Profughi afghani a Como: famiglie con bambini accolte a Rebbio

Accoglienza Rimarranno in via Giussani per un anno. La fuga dal regime talebano nel 2021, poi il Pakistan

Trascinano dietro di sé valige da venti e più chili, lungo la banchina della stazione unica di Camerlata, e tengono per mano bambini così piccoli che, probabilmente, dopo tre anni di fuga, dell’Afghanistan, dove sono nati, non ricordano molto.
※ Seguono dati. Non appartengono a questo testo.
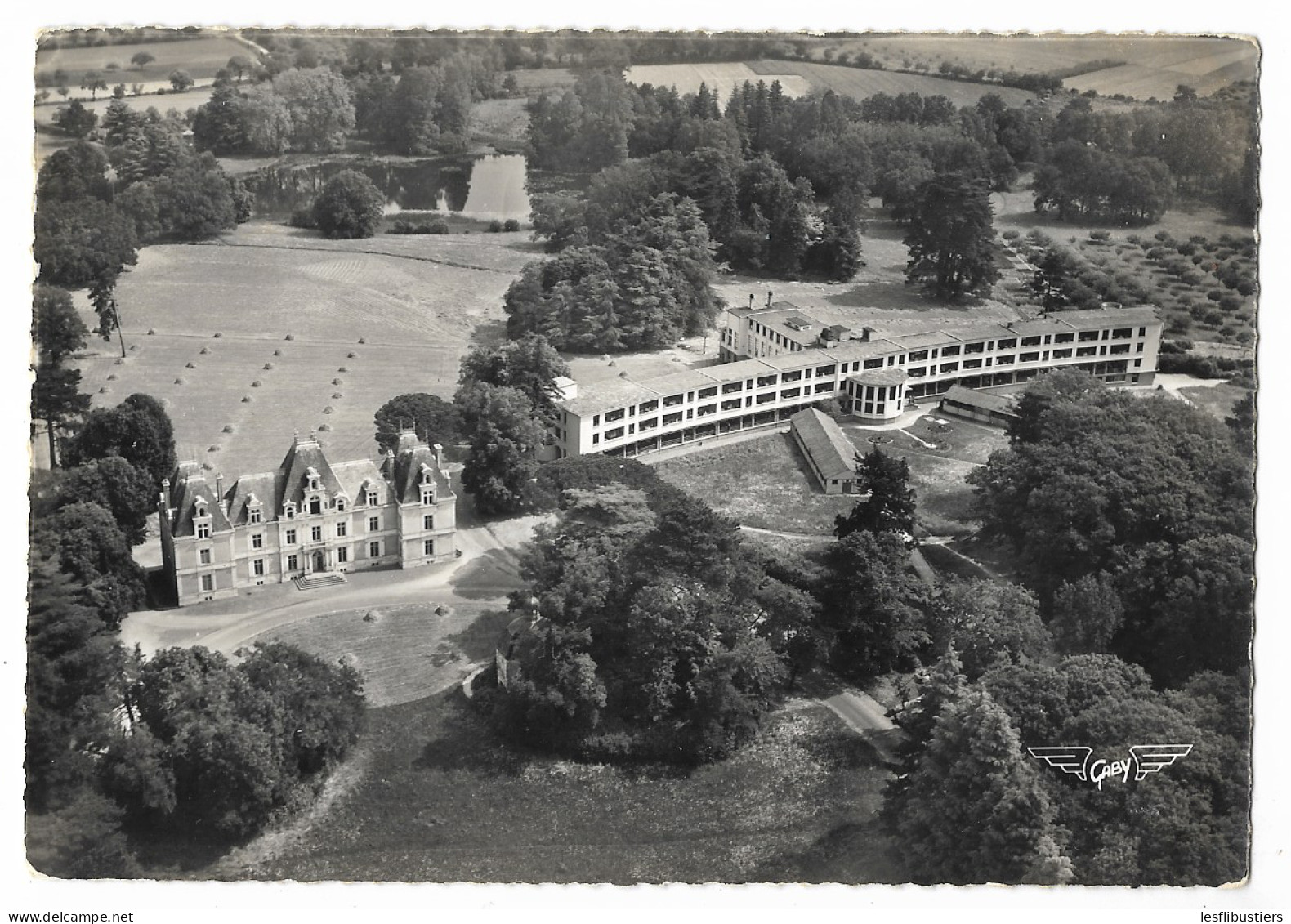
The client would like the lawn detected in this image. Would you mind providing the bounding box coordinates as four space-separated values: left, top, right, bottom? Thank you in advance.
1179 385 1251 421
654 434 856 534
848 413 1008 536
623 60 811 106
243 601 511 706
247 690 902 884
70 223 532 479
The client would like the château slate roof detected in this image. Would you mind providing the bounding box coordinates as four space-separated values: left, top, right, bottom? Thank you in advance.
165 431 453 536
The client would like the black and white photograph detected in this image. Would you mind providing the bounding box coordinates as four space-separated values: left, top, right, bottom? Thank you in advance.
10 7 1286 924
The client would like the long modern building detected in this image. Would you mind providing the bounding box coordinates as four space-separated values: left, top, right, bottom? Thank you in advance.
552 302 1162 456
159 431 457 606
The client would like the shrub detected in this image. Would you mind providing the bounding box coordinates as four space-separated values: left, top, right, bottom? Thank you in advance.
314 171 386 239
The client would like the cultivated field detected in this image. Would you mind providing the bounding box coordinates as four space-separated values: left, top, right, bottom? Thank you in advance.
36 32 257 98
748 60 1035 106
820 35 1259 100
252 601 512 706
70 223 532 477
247 692 901 884
623 60 1034 106
654 434 856 536
623 60 811 106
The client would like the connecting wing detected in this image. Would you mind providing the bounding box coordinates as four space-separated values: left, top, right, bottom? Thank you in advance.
1130 744 1193 781
1026 746 1093 783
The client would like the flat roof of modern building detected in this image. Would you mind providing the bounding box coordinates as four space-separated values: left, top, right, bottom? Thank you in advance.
847 365 909 388
559 378 659 417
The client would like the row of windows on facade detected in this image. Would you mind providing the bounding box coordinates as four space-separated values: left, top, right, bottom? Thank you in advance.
194 539 435 591
196 514 435 548
581 355 1142 445
592 328 1146 427
196 484 435 524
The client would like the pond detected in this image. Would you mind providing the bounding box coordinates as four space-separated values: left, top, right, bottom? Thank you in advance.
245 154 529 222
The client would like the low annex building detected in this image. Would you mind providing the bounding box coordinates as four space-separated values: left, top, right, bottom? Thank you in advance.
788 408 856 494
549 302 1162 457
937 385 1017 427
158 431 457 606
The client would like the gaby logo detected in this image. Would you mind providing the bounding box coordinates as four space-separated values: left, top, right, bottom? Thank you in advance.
1026 744 1193 790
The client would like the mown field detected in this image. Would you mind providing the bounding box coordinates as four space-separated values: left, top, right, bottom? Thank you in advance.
654 434 856 534
246 601 512 708
847 417 1008 536
748 60 1035 106
247 690 902 884
78 223 532 477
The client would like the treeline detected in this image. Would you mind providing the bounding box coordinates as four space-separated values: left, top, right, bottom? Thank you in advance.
1035 85 1259 225
34 100 253 339
883 372 1253 886
192 51 501 155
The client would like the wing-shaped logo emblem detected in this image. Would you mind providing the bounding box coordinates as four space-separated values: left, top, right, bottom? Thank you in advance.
1026 748 1089 783
1130 744 1193 781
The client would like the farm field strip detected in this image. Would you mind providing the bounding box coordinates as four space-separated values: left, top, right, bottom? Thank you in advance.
748 60 1035 106
78 225 510 477
36 35 256 85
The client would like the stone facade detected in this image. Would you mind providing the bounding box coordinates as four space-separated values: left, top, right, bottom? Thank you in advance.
158 431 457 606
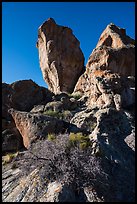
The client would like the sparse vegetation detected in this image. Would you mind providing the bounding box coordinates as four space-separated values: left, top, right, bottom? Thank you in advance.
44 110 72 121
48 133 56 141
21 133 107 196
69 132 91 149
68 92 82 100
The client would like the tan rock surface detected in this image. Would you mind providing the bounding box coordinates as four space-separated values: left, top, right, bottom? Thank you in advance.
9 109 64 149
37 18 84 93
74 24 135 110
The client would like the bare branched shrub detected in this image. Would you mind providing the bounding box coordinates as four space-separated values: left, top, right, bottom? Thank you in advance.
19 134 107 194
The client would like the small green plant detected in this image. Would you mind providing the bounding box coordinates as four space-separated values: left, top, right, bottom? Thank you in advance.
48 133 56 141
11 163 17 169
2 152 18 165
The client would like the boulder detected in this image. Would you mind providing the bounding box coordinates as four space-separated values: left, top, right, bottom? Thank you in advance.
36 18 84 94
2 80 53 115
74 24 135 110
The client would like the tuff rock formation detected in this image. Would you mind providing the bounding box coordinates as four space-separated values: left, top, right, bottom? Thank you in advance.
2 19 135 202
37 18 84 94
2 80 54 152
74 24 135 109
9 109 65 149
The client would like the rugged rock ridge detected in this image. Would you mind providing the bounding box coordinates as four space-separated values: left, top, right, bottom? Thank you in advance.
2 19 135 202
74 24 135 108
37 18 84 93
2 80 54 152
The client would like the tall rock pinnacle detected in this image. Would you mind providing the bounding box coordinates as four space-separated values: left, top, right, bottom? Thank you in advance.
37 18 84 94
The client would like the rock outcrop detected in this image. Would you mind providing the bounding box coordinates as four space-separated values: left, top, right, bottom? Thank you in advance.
2 19 135 202
74 24 135 109
37 18 84 94
9 109 65 149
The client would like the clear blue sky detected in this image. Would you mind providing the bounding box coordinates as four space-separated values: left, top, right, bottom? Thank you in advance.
2 2 135 87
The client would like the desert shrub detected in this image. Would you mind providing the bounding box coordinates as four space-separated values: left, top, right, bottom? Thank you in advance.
69 132 91 149
43 110 61 118
21 134 107 194
68 92 82 100
43 110 72 121
2 152 18 165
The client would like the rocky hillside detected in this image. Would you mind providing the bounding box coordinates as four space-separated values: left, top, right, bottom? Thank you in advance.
2 18 135 202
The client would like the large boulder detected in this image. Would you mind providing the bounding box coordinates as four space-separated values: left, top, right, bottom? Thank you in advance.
2 80 53 118
74 24 135 109
2 80 54 152
9 109 66 149
37 18 84 94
La fuga dall’Afghanistan nel 2021

L’arrivo a Como di quattro famiglie di profughi afghani era previsto ieri alle 15.30, circa, ma un ritardo dei treni tra Milano e Como ha portato a un ritardo di circa un’ora. Questione di poco conto per chi, come queste persone, non riposa da tre giorni. Settantadue ore necessarie a coprire la distanza tra Islamabad, in Pakistan (erano fuggiti qui dopo il ritorno dei talebani in Afghanistan, nel 2021), e Como. Ma la loro corsa a ostacoli, nella speranza di arrivare alla meta di un luogo pacifico, dove crescere i figli piccoli senza temere il violento regime talebano, è durata ben tre anni.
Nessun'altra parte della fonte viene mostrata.